But there are some challenges to working at home with kids underfoot. Whether the children are younger or older, there can be challenges. Those challenges might be a little more manageable when the children are older, but there are challenges nonetheless.
Very young children
If you work at home and you have an infant or toddler, it’s unreasonable to assume that you can work full-time during the day and have the children at home as well. But all is not lost. Many moms find suitable solutions.
First, you can hire help to come in and help you with the child or children while you’re working. If your infant generally sleeps the morning away, consider having someone come to help in the afternoon when he’s more alert. Since you will be at home, you won’t have to pay a babysitter as much as you would if you were gone.
Some moms will work very early in the morning before their young child gets up and then late in the evening when the child has gone to bed. Of course, this might mean sacrificing some sleep yourself, but at least until the child or children are older, this can be a suitable arrangement.
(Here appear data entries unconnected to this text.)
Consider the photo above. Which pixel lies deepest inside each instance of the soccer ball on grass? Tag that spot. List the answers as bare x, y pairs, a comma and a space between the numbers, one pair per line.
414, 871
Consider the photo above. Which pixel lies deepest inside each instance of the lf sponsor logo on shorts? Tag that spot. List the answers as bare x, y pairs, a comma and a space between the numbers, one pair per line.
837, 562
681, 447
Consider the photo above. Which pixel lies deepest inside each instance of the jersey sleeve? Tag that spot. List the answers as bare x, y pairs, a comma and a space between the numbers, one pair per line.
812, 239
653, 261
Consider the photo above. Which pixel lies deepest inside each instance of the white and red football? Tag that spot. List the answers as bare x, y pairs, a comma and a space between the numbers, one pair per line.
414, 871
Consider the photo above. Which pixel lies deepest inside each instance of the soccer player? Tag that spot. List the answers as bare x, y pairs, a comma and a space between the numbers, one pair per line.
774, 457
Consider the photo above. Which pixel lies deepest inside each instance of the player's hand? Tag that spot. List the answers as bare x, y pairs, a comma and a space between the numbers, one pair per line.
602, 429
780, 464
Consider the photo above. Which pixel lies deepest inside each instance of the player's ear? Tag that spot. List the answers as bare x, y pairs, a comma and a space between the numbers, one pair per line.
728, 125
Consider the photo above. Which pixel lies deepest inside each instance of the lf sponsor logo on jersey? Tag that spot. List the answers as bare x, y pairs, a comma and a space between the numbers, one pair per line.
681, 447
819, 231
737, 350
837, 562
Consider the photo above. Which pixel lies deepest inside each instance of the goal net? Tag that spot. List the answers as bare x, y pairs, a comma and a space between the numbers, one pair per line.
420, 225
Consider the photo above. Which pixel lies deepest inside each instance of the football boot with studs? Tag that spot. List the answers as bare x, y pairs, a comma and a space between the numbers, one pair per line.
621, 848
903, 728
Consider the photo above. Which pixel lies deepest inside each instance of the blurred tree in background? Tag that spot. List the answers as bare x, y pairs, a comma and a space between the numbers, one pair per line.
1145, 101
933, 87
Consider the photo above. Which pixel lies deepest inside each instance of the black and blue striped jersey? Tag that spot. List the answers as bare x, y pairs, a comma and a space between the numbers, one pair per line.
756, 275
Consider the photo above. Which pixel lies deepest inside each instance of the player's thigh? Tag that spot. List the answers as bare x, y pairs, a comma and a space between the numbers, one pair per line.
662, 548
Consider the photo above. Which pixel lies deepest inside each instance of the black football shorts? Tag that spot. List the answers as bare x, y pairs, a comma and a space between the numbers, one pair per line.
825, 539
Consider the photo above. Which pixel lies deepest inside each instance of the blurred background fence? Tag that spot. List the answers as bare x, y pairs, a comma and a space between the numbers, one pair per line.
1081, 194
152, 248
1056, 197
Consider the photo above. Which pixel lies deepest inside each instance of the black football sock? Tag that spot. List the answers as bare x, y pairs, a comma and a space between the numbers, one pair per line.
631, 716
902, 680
Other moms who work at home with young ones will put the child in daycare. This might seem contrary to the notion of staying at home to be with your children, but there are times when there’s no other solution. Since you have control over your hours, you can drop your child off later than you would if you were commuting and you can also pick him or her up earlier. You can also visit at lunch if you like. As your children get older, and enter preschool, this arrangement will no longer be necessary.
Preschool children
If you have preschool-age children, your dreams for working at home become at once easier and more difficult. That is, at this age, children are more likely to play independently, but might also – vocally – demand your attention. This can be a challenge if you work on the phone.
Most moms find that the best arrangement for working at home with children this age is to work when the child is at preschool as well as in the early morning and late evening. Naptime is also ideal. Once your child gives up a nap, you can still institute a “quiet time” each day during which your child can read quietly, watch a movie, or do coloring or other artwork. This gives you a block of time to get some work done as well.
School age children
You might think that as soon as your children are in school, things will get easier. And they will. To a degree. But if you want to work full-time, you must account for those few hours after the kids get home from school and before your quitting time.
Many moms simply take the approach that involves setting up business hours and keeping the kids on a schedule that requires they respect those business hours. You can make clear to the kids that you aren’t available until your business hours are over (perhaps 5 p.m.).
One of the best solutions for most moms will involve keeping the kids busy. If you find many after-school activities for the kids, you might have to drive them somewhere, but otherwise can work undisturbed in the afternoon hours. You might also make an arrangement with other parents to trade off childcare duties. Or, if the kids are older and can play fairly independently, you can offer to host play dates now and then. The kids will be busy and out of your hair and you can finish your day’s work.
Being at home with the children is one of the great motivators for moms who work at home, but it does take some planning and organizing.